At the International Geoscience and Remote Sensing Symposium (IGARSS) on 21 July, ESA Φ-lab presented the results of groundbreaking research in artificial intelligence (AI) aboard Earth observation satellites. Carried out by Oxford University and Trillium Technologies in collaboration with Φ-lab, the research successfully trained a cloud-detection Machine Learning model while in flight on a D-Orbit ION mission.

ESA has given considerable attention in recent years to Cognitive Cloud Computing in Space (3CS), with such initiatives as the Φsat missions and the 3CS Call for Ideas helping to push the boundaries of enabling ever-increasing computational power onboard Earth observation (EO) satellites. The D-Orbit Dashing Through the Stars mission was launched in January 2022 and included a number of service tests funded by ESA. Among these was a customisable Machine Learning (ML) payload which allows models to be uploaded, updated and run directly on the satellite.

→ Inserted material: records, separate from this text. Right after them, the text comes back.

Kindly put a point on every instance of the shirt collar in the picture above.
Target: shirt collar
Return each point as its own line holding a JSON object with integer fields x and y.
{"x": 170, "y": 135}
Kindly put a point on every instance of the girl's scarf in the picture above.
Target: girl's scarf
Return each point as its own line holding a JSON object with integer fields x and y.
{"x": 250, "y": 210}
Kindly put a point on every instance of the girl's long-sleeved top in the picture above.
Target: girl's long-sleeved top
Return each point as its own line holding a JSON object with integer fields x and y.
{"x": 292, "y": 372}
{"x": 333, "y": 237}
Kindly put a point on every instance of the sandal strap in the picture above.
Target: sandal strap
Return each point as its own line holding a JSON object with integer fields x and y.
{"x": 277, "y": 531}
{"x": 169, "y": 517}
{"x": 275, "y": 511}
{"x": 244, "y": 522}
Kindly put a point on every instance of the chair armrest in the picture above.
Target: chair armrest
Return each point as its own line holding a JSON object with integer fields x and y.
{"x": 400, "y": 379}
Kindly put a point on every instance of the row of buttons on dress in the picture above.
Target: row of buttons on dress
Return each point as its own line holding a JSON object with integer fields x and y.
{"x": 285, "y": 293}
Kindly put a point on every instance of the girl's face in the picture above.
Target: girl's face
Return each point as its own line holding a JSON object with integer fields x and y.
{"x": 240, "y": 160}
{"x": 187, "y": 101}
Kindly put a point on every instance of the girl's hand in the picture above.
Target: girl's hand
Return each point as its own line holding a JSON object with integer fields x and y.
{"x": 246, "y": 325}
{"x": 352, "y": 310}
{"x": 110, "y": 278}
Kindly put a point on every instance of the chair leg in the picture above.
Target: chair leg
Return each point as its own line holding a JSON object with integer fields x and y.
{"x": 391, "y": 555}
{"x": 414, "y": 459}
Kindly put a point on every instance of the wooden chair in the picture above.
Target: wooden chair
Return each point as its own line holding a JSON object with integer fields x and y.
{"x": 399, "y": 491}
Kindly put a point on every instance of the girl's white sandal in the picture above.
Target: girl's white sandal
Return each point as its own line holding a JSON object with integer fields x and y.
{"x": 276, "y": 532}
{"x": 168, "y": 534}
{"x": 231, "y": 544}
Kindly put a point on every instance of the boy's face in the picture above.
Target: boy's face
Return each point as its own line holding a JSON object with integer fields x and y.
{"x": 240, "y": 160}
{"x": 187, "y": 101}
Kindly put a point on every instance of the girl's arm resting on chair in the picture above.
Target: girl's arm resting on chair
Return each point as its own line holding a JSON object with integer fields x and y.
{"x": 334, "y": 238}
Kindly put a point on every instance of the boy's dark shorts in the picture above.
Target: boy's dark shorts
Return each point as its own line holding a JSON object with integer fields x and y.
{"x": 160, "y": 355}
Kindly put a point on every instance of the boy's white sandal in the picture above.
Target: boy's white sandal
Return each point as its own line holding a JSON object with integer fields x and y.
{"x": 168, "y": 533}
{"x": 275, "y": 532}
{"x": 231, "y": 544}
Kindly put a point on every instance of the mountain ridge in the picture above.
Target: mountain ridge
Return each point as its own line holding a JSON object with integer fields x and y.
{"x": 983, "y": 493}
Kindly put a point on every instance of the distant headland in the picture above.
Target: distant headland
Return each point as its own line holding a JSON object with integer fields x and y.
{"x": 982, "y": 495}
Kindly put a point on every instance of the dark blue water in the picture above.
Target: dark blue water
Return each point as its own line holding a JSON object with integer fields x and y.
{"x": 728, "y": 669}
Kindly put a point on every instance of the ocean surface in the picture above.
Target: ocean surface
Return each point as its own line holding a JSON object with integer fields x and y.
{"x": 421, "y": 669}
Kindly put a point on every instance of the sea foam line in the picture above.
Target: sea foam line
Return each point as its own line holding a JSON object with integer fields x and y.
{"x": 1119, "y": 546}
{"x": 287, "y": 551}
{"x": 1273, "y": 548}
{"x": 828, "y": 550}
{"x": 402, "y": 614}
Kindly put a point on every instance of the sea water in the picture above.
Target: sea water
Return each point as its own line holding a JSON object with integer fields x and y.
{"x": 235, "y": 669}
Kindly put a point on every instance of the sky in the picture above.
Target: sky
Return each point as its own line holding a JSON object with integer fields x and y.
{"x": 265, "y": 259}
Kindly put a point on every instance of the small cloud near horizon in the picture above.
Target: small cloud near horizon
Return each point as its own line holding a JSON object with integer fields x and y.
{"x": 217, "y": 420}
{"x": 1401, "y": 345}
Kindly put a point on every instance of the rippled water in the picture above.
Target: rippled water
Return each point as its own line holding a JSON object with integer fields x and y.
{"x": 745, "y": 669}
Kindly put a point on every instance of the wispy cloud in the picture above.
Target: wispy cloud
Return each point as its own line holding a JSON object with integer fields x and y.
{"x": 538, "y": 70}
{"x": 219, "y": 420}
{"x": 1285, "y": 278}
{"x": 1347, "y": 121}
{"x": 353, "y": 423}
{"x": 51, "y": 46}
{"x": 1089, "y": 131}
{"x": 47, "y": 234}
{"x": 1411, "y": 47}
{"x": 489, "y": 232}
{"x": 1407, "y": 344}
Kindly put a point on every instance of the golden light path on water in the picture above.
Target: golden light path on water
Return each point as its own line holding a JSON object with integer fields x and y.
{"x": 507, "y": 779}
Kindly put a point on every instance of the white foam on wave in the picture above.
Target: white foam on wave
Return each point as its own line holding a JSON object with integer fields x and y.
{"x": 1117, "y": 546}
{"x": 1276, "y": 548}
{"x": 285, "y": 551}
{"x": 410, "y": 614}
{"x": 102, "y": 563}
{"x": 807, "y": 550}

Despite the models running on the satellite, model training would normally take place on the ground due to the computational load and the enormous datasets required. In a world first however, Trillium Technologies and Oxford University’s Department of Computer Science have trained one such model directly onboard during the D-Orbit mission. This development has momentous implications for remote sensing, not only in Earth Observation but also in deep space exploration, as onboard training allows models to adapt autonomously to both changing conditions in space and sensor calibration drift. This is all the more important when the communication channel between the spacecraft and ground is limited due to distance and/or bandwidth.

To overcome the resource constraints of onboard training for ML models, the research group adopted an innovative approach involving an initial ML model known as RaVAEn. This model specialises in efficiently compressing EO images to just a few kilobytes, reducing the data to a ‘latent space’ representation. The key advantage of this methodology lies in the ease with which the constrained satellite hardware can handle the compact latent space. Unlike the original large and data-intensive imagery, the compressed representation is significantly smaller and more manageable.